Apply documentation patch from Matthew Pocock. Thank you Matthew!

garydgregory · garydgregory · commit b5657da870ca · 2011-11-13T20:59:07.000Z
git-svn-id: https://svn.apache.org/repos/asf/commons/proper/codec/trunk@1201511 13f79535-47bb-0310-9956-ffa450edef68
diff --git a/src/main/java/org/apache/commons/codec/language/bm/BeiderMorseEncoder.java b/src/main/java/org/apache/commons/codec/language/bm/BeiderMorseEncoder.java
@@ -31,11 +31,56 @@
  * This encoder is intentionally mutable to allow dynamic configuration through bean properties. As such, it is mutable, and may not be
  * thread-safe. If you require a guaranteed thread-safe encoding then use {@link PhoneticEngine} directly.
  * </p>
+ *
+ * <h2>Encoding overview</h2>
+ *
+ * <p>
+ * Beider-Morse phonetic encodings is a multi-step process. Firstly, a table of rules is consulted to guess what
+ * language the word comes from. For example, if it ends in "<code>ault</code>" then it infers that the word is French. Next,
+ * the word is translated into a phonetic representation using a language-specific phonetics table. Some runs of letters
+ * can be pronounced in multiple ways, and a single run of letters may be potentially broken up into phonemes at
+ * different places, so this stage results in a set of possible language-specific phonetic representations. Lastly,
+ * this language-specific phonetic representation is processed by a table of rules that re-writes it phonetically taking
+ * into account systematic pronunciation differences between languages, to move it towards a pan-indo-european phonetic
+ * representation. Again, sometimes there are multiple ways this could be done and sometimes things that can be
+ * pronounced in several ways in the source language have only one way to represent them in this average phonetic
+ * language, so the result is again a set of phonetic spellings.
+ * </p>
+ *
+ * <p>
+ * Some names are treated as having multiple parts. This can be due to two things. Firstly, they may be hyphenated. In
+ * this case, each individual hyphenated word is encoded, and then these are combined end-to-end for the final encoding.
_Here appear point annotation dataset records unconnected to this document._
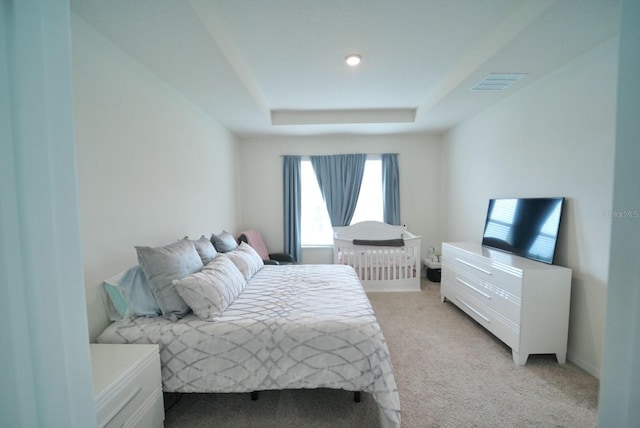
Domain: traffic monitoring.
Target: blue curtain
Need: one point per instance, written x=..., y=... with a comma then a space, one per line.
x=292, y=206
x=339, y=178
x=390, y=189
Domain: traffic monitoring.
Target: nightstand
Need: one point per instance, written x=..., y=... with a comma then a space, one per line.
x=127, y=385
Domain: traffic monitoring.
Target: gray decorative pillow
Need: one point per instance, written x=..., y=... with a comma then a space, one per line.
x=224, y=242
x=210, y=291
x=205, y=249
x=161, y=265
x=246, y=260
x=131, y=295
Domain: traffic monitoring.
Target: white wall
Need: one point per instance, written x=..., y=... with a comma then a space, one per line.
x=620, y=385
x=553, y=138
x=419, y=164
x=151, y=167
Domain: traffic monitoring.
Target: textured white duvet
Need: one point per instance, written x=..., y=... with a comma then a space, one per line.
x=300, y=326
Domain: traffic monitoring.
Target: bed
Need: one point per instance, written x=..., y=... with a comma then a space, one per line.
x=291, y=327
x=385, y=257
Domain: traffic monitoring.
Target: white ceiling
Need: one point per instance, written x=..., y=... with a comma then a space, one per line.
x=265, y=67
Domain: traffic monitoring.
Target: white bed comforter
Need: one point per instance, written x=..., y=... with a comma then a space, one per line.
x=300, y=326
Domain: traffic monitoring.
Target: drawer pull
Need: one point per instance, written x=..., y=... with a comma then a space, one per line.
x=473, y=266
x=130, y=397
x=477, y=290
x=475, y=311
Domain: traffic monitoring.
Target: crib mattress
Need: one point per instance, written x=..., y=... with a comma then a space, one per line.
x=299, y=326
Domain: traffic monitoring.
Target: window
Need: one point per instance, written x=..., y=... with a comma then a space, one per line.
x=316, y=227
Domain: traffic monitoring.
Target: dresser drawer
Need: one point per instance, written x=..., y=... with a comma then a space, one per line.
x=504, y=277
x=127, y=385
x=502, y=328
x=498, y=299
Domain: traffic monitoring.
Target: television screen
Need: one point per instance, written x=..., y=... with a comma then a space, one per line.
x=526, y=227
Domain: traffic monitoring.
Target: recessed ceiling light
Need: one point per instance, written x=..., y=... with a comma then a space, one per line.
x=353, y=59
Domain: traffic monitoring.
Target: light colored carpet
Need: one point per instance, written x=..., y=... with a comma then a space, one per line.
x=450, y=373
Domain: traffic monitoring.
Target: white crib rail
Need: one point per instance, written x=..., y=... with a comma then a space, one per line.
x=380, y=268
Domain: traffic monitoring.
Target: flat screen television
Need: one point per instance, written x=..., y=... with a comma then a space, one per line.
x=527, y=227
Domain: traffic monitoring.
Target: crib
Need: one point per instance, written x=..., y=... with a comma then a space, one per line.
x=385, y=257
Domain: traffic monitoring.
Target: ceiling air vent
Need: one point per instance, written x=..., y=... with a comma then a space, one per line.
x=497, y=81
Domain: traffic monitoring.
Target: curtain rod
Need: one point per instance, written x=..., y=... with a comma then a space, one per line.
x=338, y=154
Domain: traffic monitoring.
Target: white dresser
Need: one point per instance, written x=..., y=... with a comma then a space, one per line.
x=127, y=385
x=522, y=302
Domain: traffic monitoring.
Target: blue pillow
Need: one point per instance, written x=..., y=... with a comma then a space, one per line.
x=161, y=265
x=130, y=294
x=224, y=242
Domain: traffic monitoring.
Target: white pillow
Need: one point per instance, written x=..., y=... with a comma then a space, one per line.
x=210, y=291
x=161, y=265
x=246, y=260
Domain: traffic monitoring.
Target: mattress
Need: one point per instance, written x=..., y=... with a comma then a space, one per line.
x=293, y=327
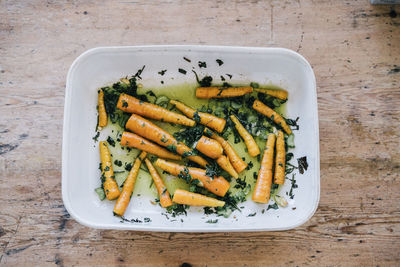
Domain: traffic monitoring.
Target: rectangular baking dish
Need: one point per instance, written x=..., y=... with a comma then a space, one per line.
x=104, y=65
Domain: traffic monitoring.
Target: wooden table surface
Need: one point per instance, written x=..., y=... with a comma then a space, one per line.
x=354, y=49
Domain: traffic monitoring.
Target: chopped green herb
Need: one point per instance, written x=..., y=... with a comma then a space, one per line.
x=303, y=165
x=177, y=209
x=96, y=137
x=254, y=85
x=208, y=210
x=128, y=166
x=100, y=192
x=196, y=117
x=171, y=148
x=202, y=64
x=273, y=206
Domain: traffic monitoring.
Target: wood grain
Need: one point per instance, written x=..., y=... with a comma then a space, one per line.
x=354, y=49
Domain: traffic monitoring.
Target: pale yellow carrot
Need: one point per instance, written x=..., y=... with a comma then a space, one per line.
x=132, y=140
x=251, y=144
x=225, y=164
x=193, y=199
x=102, y=111
x=109, y=184
x=218, y=124
x=262, y=189
x=280, y=157
x=270, y=113
x=234, y=158
x=129, y=184
x=222, y=92
x=149, y=130
x=277, y=93
x=209, y=147
x=131, y=104
x=216, y=185
x=165, y=199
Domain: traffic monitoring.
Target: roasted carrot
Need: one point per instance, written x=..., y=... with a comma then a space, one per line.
x=262, y=189
x=280, y=157
x=234, y=158
x=133, y=140
x=206, y=119
x=129, y=185
x=225, y=164
x=209, y=147
x=251, y=145
x=270, y=113
x=222, y=92
x=216, y=185
x=281, y=94
x=149, y=130
x=109, y=184
x=193, y=199
x=102, y=111
x=131, y=104
x=165, y=199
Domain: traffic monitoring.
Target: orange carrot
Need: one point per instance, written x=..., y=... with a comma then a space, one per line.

+ * Secondly, some names have standard prefixes, for example, "<code>Mac/Mc</code>" in Scottish (English) names. As sometimes it is
+ * ambiguous whether the prefix is intended or is an accident of the spelling, the word is encoded once with the prefix
+ * and once without it. The resulting encoding contains one and then the other result.
+ * </p>
+ *
+ *
+ * <h2>Encoding format</h2>
+ *
+ * Individual phonetic spellings of an input word are represented in upper- and lower-case roman characters. Where there
+ * are multiple possible phonetic representations, these are joined with a pipe (<code>|</code>) character. If multiple hyphenated
+ * words where found, or if the word may contain a name prefix, each encoded word is placed in elipses and these blocks
+ * are then joined with hyphens. For example, "<code>d'ortley</code>" has a possible prefix. The form without prefix encodes to
+ * "<code>ortlaj|ortlej</code>", while the form with prefix encodes to "<code>dortlaj|dortlej</code>". Thus, the full, combined encoding is
+ * "<code>(ortlaj|ortlej)-(dortlaj|dortlej)</code>".
+ *
+ * <p>
+ * The encoded forms are often quite a bit longer than the input strings. This is because a single input may have many
+ * potential phonetic interpretations. For example, "<code>Renault</code>" encodes to
+ * "<code>rYnDlt|rYnalt|rYnult|rinDlt|rinalt|rinult</code>". The <code>APPROX</code> rules will tend to produce larger
+ * encodings as they consider a wider range of possible, approximate phonetic interpretations of the original word.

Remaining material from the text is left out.